The problem with GUI programs (most GUI programs) is that they are not automatable. You cannot drive them to perform a task. GUi programs cannot be (easily) plugged in to other programs. The GUI is the end of the line, designed to be used by a human and nothing else.

The ability to use a program within a larger system is a good thing. We're not omniscient. When designing a program (and thereby automating certain tasks), but we also choose to leave some tasks to the human in from of the GUI.

For example, the task of deleting files (in Windows) can be performed in the Windows Explorer program, a GUI program. I can select a set of files, or a directory name, and instruct Windows Explorer to delete those files. For normal files, Windows Explorer performs the task with no other action from me. but if any of the files are write-locked (that is, flagged as read-only), Windows Explorer will ask me about each file before deleting it.

The folks at Microsoft added a button to the "are you sure about this read-only" file to tell Windows Explorer that I was sure, and that I was also sure about other files marked as write-locked.

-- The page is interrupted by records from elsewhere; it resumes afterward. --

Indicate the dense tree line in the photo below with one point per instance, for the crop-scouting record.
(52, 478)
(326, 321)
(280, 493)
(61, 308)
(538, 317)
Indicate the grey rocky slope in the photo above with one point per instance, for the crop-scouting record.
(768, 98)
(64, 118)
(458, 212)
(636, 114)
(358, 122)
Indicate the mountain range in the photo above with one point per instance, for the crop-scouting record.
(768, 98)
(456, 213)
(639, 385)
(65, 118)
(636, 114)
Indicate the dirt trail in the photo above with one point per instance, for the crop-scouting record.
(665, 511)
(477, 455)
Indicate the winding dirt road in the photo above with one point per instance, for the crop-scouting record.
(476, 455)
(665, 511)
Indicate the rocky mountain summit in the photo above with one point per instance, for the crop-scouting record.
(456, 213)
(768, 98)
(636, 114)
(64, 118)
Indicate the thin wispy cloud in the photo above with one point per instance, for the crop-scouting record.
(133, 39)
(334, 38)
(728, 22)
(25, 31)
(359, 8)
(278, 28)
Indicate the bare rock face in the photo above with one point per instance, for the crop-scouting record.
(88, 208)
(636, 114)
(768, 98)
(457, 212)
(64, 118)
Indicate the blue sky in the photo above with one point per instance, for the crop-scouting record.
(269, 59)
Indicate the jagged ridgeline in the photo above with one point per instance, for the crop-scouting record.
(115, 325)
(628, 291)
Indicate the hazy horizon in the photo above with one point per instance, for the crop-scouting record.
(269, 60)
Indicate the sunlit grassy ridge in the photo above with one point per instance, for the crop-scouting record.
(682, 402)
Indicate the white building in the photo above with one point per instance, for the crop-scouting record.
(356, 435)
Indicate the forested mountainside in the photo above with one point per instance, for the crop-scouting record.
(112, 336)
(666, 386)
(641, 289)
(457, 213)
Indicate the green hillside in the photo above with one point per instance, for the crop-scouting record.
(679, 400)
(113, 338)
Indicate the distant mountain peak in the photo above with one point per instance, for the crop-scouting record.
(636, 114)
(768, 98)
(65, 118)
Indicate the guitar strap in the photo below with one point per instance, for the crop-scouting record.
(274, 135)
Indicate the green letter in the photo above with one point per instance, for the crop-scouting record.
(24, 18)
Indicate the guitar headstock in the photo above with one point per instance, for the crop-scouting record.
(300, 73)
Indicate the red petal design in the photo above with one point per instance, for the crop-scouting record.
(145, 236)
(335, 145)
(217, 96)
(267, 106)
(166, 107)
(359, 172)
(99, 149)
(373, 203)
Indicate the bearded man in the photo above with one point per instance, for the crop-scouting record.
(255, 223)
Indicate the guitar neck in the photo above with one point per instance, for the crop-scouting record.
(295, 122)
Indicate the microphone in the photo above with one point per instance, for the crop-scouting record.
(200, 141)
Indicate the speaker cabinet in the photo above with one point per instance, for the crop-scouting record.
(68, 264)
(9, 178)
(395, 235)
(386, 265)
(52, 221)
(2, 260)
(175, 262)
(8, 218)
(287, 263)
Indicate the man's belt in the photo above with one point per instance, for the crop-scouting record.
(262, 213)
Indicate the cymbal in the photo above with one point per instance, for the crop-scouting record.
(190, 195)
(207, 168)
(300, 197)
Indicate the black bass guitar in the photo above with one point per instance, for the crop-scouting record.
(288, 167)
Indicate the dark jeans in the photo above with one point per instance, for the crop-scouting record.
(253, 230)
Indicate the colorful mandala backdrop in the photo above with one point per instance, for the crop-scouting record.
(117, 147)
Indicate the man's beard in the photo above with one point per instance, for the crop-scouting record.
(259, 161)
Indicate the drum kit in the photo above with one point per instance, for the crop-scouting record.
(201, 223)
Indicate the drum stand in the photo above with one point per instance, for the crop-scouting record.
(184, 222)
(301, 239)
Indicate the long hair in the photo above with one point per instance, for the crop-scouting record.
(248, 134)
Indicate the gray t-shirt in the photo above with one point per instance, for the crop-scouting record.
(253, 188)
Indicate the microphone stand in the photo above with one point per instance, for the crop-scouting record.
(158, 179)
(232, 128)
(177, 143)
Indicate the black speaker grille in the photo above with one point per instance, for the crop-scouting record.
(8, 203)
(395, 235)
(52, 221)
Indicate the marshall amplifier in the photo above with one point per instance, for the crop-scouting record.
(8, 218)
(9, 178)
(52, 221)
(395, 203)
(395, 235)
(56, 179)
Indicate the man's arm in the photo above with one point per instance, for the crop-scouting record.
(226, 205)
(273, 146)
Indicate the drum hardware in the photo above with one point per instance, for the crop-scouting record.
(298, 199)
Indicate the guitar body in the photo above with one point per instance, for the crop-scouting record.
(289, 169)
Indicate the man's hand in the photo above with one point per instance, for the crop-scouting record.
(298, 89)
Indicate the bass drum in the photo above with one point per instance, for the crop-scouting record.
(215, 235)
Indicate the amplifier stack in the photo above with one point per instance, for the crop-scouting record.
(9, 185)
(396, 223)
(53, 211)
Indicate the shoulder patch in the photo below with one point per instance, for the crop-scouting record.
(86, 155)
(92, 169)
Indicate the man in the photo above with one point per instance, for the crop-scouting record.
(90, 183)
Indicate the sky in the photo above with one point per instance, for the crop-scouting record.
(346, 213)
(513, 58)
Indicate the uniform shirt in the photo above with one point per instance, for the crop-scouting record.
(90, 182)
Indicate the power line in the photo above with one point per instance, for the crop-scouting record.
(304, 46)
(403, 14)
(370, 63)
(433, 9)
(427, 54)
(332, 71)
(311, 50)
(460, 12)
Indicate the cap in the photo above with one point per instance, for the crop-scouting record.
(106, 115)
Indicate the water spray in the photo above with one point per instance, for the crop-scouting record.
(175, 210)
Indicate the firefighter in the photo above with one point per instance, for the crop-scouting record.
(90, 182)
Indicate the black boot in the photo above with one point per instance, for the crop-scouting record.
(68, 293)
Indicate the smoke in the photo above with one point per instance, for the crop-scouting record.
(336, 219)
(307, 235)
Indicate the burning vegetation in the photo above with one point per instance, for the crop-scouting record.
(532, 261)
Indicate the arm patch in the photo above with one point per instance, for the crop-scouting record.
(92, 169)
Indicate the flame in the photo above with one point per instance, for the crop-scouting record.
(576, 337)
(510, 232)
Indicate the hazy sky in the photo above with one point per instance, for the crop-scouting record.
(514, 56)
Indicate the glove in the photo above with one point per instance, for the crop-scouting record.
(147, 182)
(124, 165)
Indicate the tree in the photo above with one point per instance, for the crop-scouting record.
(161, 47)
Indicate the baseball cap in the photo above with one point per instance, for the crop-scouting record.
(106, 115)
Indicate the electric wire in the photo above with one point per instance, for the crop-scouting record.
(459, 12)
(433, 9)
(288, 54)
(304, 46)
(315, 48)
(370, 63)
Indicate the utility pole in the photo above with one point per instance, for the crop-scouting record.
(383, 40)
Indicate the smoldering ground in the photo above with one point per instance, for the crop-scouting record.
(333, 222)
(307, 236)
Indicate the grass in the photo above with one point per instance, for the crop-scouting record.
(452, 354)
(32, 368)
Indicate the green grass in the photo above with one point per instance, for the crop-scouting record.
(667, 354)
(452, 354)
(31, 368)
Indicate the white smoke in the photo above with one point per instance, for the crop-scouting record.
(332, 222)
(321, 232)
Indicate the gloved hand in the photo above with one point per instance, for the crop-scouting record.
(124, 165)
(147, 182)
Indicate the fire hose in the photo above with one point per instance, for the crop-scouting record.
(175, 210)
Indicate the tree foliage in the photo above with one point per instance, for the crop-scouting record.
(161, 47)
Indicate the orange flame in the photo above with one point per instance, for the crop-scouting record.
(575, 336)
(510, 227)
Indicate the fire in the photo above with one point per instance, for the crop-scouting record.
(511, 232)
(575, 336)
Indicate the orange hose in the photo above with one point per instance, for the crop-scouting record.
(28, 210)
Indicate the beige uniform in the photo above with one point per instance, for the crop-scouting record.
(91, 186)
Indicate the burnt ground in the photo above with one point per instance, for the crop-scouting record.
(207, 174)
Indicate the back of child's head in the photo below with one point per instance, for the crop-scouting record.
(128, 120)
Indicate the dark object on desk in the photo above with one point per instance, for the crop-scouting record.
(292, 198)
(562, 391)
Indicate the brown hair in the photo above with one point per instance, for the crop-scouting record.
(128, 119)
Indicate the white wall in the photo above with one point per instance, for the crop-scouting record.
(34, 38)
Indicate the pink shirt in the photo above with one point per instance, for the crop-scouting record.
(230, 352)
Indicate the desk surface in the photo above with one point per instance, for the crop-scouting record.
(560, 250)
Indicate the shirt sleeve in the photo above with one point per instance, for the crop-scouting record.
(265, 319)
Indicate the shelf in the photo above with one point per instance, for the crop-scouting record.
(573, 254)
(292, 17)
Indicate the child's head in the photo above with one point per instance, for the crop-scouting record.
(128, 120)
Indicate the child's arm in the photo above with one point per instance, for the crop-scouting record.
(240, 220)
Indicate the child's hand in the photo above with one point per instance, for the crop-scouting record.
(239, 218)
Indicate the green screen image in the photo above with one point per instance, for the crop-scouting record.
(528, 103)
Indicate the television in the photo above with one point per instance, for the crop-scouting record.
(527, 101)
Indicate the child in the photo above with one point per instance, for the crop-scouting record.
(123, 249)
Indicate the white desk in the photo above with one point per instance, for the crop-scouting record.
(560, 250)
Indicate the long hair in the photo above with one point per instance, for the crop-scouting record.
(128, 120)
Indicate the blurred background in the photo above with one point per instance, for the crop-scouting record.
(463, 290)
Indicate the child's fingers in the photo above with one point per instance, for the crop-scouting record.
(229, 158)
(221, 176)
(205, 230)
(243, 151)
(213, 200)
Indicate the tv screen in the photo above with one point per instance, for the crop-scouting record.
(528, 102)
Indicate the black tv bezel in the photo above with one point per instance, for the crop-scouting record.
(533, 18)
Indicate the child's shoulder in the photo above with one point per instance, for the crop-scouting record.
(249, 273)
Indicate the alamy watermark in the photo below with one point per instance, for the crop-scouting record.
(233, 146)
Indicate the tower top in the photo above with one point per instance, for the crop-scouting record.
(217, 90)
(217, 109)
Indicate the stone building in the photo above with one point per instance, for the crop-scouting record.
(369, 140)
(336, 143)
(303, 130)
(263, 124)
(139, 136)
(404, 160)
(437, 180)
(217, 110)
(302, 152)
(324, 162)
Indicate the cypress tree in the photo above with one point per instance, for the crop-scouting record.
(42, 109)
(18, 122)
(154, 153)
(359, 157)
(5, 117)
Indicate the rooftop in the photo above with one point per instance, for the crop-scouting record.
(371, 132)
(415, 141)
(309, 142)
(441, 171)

But this is an after-the-fact behavior, and only comes into play after the first write-locked file has been encountered. (Also, there is no way to tell Windows Explorer in advance that I want this behavior. If one of the files is write-locked, Windows Explorer will trip over the first one.)

The command-line command in Windows to delete files (DEL) on the other hand has options that can remove write-locked files, and you specify them in advance. With one action, you can tell the command-line shell that you are serious about deleting files and don't ask you any silly questions.

Command-line programs can often be used within larger systems. In Windows (and MS-DOS), one can use batch files to execute a series of programs. Unix and Linux have similar (although more powerful) concepts with their shell programs. And all of the major operating systems support redirection to accept input from a file instead of a keyboard.

Not all GUI programs are evil. Microsoft has done a rather good job of usable GUI programs. Their programs are often designed with two layers, a Gui layer and a lower layer that can be used by other programs. Sometimes this layer is a command line, sometimes it is a COM interface. But the work has to be done, the design has to allow for "bimodal" use.

It's all too easy to design a GUI program for the moment, implement it, and lock out any future increases in automated capabilities. A GUI program prevents others from automating tasks and often freezes the developer at a specific level of automation. A developer of a GUI program is in a comfortable position, with some (perhaps most) of the work being automated, and an expensive proposition for additional automation (changing or re-writing the GUI program). Once in this position, the developer ceases to think about improvements to the program -- the program is "good enough" and the developer convinces himself that the remaining work isn't that onerous. This is not a good place to be.

I don't advocate the elimination of GUI programs. They can be effective. But they can also lead to a stifled mental state.